Bedu E, Desplanches D, Pequignot J, Bordier B, Desvergne B
Center of Integrative Genomics, University of Lausanne, CH-1015 Lausanne, Switzerland.
Biochem Biophys Res Commun. 2007 Jun 15;357(4):877-81. doi: 10.1016/j.bbrc.2007.04.003. Epub 2007 Apr 9.

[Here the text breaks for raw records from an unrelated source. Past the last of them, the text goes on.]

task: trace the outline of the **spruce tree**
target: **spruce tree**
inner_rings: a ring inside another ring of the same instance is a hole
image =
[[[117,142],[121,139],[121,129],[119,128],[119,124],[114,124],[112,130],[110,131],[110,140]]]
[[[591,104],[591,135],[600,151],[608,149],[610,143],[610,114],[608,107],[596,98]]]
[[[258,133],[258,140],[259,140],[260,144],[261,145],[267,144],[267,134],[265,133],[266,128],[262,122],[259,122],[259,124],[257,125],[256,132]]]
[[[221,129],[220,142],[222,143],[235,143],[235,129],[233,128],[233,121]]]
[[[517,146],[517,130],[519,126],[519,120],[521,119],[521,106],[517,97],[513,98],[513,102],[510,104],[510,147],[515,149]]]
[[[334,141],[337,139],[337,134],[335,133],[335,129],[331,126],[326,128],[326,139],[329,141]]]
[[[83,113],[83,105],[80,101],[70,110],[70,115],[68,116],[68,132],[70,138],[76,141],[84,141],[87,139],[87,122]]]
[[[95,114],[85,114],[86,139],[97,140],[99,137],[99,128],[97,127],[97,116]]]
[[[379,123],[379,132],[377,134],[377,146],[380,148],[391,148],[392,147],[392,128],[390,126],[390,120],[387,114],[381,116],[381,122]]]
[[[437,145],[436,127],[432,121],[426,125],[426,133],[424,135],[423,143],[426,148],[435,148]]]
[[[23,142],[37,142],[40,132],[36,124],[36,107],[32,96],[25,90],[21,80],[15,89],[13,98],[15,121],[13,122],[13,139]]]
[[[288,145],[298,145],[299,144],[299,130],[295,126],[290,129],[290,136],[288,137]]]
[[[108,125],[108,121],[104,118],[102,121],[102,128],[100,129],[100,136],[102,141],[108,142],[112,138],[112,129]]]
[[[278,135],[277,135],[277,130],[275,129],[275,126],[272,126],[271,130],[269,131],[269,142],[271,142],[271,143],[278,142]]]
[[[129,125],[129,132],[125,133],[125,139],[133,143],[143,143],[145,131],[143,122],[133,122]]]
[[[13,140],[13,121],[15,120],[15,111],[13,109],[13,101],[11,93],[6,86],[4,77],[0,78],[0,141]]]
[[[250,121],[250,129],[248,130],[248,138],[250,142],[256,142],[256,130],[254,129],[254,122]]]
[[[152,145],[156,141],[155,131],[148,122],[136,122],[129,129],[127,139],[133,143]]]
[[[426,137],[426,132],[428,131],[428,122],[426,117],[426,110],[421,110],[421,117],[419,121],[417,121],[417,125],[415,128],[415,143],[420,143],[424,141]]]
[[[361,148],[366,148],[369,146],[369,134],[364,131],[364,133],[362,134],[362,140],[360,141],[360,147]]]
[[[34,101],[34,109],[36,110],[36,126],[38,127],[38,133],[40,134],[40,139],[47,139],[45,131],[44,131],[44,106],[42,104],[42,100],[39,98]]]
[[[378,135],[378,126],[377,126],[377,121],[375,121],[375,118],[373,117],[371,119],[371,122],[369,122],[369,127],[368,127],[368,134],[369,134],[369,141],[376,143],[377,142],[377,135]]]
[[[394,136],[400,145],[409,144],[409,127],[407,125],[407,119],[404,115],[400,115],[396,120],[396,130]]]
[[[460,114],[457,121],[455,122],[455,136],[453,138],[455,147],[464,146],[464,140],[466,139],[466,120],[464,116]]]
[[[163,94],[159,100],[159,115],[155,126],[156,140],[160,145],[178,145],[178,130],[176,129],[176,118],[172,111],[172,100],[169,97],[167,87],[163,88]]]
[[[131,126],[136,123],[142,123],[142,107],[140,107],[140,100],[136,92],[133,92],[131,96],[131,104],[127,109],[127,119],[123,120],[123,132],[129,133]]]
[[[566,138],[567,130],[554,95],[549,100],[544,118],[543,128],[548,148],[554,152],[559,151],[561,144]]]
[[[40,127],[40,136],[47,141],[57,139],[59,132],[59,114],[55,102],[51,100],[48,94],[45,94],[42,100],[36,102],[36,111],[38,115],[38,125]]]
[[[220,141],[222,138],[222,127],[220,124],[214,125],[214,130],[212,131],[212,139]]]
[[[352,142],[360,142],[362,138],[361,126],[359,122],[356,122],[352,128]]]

The peroxisome proliferator-activated receptors (PPARs) are involved in the regulation of most of the pathways linked to lipid metabolism. PPARalpha and PPARbeta isotypes are known to regulate muscle fatty acid oxidation and a reciprocal compensation of their function has been proposed. Herein, we investigated muscle contractile and metabolic phenotypes in PPARalpha-/-, PPARbeta-/-, and double PPARalpha-/- beta-/- mice. Heart and soleus muscle analyses show that the deletion of PPARalpha induces a decrease of the HAD activity (beta-oxidation) while soleus contractile phenotype remains unchanged. A PPARbeta deletion alone has no effect. However, these mild phenotypes are not due to a reciprocal compensation of PPARbeta and PPARalpha functions since double gene deletion PPARalpha-PPARbeta mostly reproduces the null PPARalpha-mediated reduced beta-oxidation, in addition to a shift from fast to slow fibers. In conclusion, PPARbeta is not required for maintaining skeletal muscle metabolic activity and does not compensate the lack of PPARalpha in PPARalpha null mice.
过氧化物酶体增殖物激活受体(PPARs)参与调控大多数与脂质代谢相关的途径。已知PPARα和PPARβ亚型可调节肌肉脂肪酸氧化,并且有人提出它们的功能存在相互补偿作用。在此,我们研究了PPARα基因敲除小鼠、PPARβ基因敲除小鼠以及PPARα和PPARβ双基因敲除小鼠的肌肉收缩和代谢表型。心脏和比目鱼肌分析表明,PPARα基因缺失会导致HAD活性(β氧化)降低,而比目鱼肌的收缩表型保持不变。单独敲除PPARβ没有影响。然而,这些轻微的表型并非由于PPARβ和PPARα功能的相互补偿,因为双基因敲除PPARα - PPARβ除了导致纤维类型从快肌纤维向慢肌纤维转变外,大多重现了PPARα基因敲除介导的β氧化减少。总之,维持骨骼肌代谢活性不需要PPARβ,并且在PPARα基因敲除小鼠中PPARβ不能补偿PPARα的缺失。